The band Japan suffered from personal and creative clashes, particularly between Sylvian and Karn, with tensions springing from Sylvian's relationship with Yuka Fujii, a photographer, artist and designer, and Karn's former girlfriend. Fujii quickly became an influential figure in Sylvian's life. She was the first person to introduce Sylvian seriously to jazz, which in turn inspired him to follow musical avenues not otherwise open to him. She also encouraged Sylvian to incorporate spiritual discipline into his daily routine. Throughout his solo career, Fujii maintained a large role in the design of artwork for his albums.
New album "Manafon" released. [September 2009]
He was very influenced by (and often compared by music critics to) David Bowie, not least because of his androgynous attractiveness.
Personal Quotes
It wasn't my natural inclination to get into writing protest songs. But it was a request from Ryuichi [Sakamoto] to give it a bash. And I felt that there was very little dissent being vocalized in the States. I feel furious at what's being done in the name of the American people.

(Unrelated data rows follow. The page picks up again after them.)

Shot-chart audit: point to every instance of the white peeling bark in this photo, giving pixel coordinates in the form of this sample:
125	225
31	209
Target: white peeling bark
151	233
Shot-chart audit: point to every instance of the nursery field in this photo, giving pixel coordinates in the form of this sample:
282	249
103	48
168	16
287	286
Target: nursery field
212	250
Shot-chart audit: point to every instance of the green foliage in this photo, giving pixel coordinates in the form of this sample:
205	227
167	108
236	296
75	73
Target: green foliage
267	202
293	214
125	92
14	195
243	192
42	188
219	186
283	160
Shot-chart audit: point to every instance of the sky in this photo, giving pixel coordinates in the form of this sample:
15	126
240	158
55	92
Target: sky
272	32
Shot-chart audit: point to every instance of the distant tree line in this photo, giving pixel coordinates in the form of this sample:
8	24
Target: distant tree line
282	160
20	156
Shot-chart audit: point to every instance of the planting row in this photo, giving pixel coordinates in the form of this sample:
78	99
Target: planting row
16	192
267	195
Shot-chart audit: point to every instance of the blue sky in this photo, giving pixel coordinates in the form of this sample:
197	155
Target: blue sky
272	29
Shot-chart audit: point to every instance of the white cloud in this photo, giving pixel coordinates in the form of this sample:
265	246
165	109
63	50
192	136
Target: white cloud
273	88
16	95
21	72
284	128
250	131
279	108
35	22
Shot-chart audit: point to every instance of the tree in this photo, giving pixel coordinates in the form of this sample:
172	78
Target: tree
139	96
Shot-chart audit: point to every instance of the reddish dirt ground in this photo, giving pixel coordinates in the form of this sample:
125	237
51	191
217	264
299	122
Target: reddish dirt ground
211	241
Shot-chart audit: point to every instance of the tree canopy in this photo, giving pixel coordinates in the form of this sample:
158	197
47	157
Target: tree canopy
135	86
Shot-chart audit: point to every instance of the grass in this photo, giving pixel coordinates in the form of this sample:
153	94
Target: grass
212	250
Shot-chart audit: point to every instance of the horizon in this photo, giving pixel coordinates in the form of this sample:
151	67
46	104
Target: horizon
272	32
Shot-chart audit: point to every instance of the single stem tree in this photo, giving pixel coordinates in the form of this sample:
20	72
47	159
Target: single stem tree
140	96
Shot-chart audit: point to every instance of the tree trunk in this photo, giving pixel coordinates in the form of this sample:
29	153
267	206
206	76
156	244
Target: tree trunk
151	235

I think of SamadhiSound as being global, and not necessarily based in the States. It's stretched between the States, Europe, and Japan. I think nowadays it doesn't really matter where we are physically located. We create our own culture around us to a large extent, whether it's what we're listening to, what we're watching, what we're reading - it can have very little to do with one's immediate cultural environment. We are in a global culture in that respect.

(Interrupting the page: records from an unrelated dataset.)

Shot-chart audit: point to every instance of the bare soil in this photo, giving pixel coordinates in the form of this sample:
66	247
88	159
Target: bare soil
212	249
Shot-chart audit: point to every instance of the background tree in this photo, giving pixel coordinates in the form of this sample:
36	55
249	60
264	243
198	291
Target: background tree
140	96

The details are what always interested me. And so I just began to spend more and more time on those details, until they came to the forefront of the material-textures and atmospherics. I began to elaborate on those more and more and push the rhythmic element a little bit further back.

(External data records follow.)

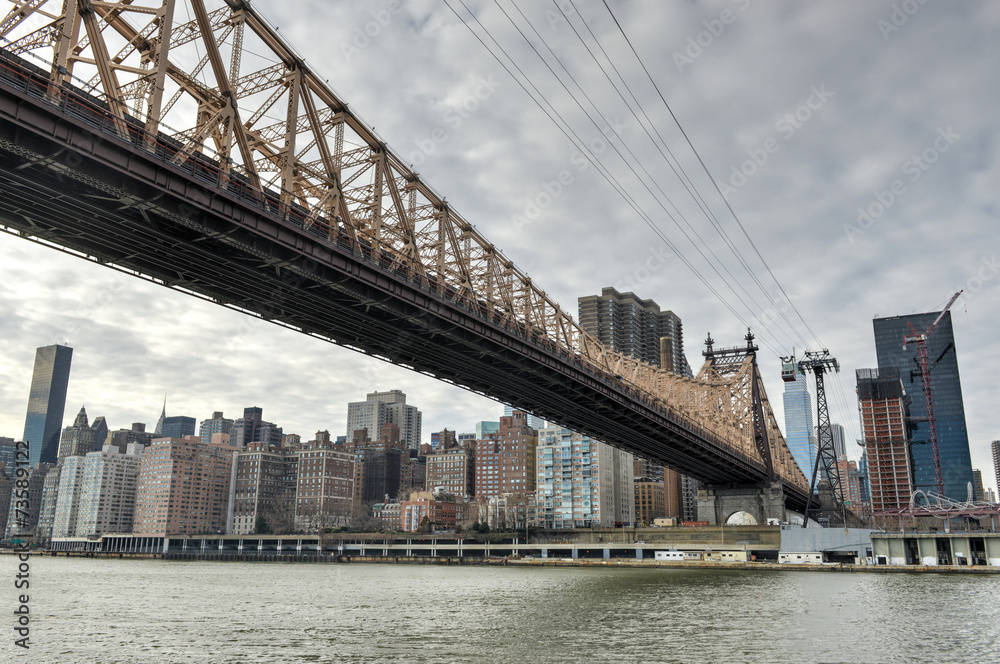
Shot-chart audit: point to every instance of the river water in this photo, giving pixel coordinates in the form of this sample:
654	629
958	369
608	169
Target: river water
151	612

Writing 'Ghosts' was a turning point for me. So much of what we created with Japan was built upon artifice. With that song I'd felt I'd had the breakthrough I was looking for. I'd touched upon something true to myself and expressed it in a way that didn't leave me feeling overly vulnerable. In the coming years I'd forget about all notions of vulnerability, opening up the material to a greater emotional intensity. I knew that I had to find my own voice, both figuratively and literally.